Tout le monde nous disait de la repeindre, ou de réparer le banc, ou encore de huiler le grincement agaçant de ce portail. J’avais toujours empêché ma compagne de la faire et aujourd’hui je savais que j’avais eu raison. Cette maison, elle est comme nous et comme notre bonheur. Elle se tient debout fièrement malgré les intempéries et les blessures. Je savais aujourd’hui que comme nous elle braverait les tempêtes pour ne jamais abandonner.

Je poussais le portail. Le grincement réveilla le chat qui vint se frotter à mes jambes. Je fis le tour de la maison pour admirer la vue, la vie. Ma vie. Je lâchais le chat qui alla se réfugier dans la maison. Puis une goutte s’écrasa sur mon front. Je souris. J’aimais la pluie. Elle m’agaçait parfois, mais je ne pouvais cesser de l’aimer. Je restais sous la pluie fine à savourer ce bonheur imparfait. Le petit bout de papier me manquait mais je savais que j’avais eu raison. Je me dis alors que je devrais le commémorer comme tout le reste. A même ma peau. Il y avait tout sur ma peau. Qui j’étais. Mes joies. Mes peines. Il suffisait de savoir comment la lire et ma peau pouvait tout dire de ma vie. Il y avait ce qu’elle-même y avait gravé et ce que j’avais choisi d’y graver.

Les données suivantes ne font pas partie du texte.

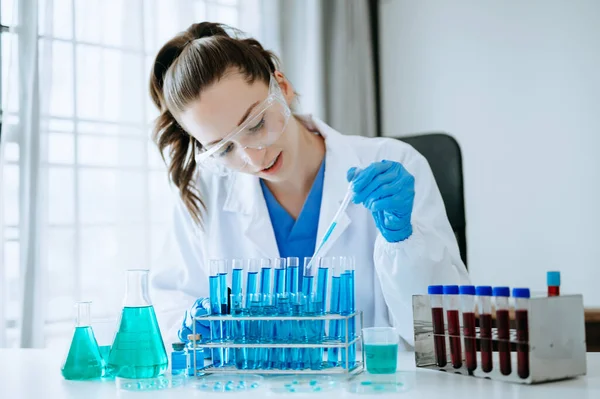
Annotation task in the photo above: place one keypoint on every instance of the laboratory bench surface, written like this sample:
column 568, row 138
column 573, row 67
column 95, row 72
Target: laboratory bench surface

Lorsque je sentis mes vêtements me coller à la peau, je décidais de rentrer. Dans la maison, je la retrouvais dans le canapé à lire en m’attendant. Je m’approchais et l’enlaçais. Elle sursauta en me disant d’aller me changer avant toute chose. Je ne bougeais pas. Elle soupira mais ne se débattit pas. Je déposais un baiser sur ses lèvres et lui souris. Elle m’observa un instant puis me demanda pourquoi je semblais si heureuse. Je ne savais pas encore lui expliquer, alors je souris simplement et partis me changer.

Je savais que je ne devais plus jamais me défaire de ce bonheur et de cette connaissance. Tous deux devraient à partir de maintenant nourrir ma vie. Je contemplais chaque pièce de la maison avec un nouveau regard. Je m’imaginais un futur peuplé de rire et de joies. Et surement de peines aussi. J’étais heureuse mais réaliste. Néanmoins, je décidais de ne plus jamais laisser les douleurs submerger mon bonheur.

Dans la chambre, je me changeais. J’aimais la pluie, mais elle ne me le rendait pas vraiment parfois. Sur ma table de nuit, j’aperçus la boite qui renfermait le bout de papier blanc jusqu’à ce matin. Je passais mes doigts sur le bois et décidais de la laisser là, même vide. Et surtout vide en fait. Pour ne pas oublier. Le vide, le blanc. C’était cela le secret que le vieux monsieur avait voulu m’enseigner. Il y avait la recette du bonheur sur le carrée car il n’y avait rien. Il n’y a pas de recette, pas de secret. Simplement de savoir apprécier ce que l’on a.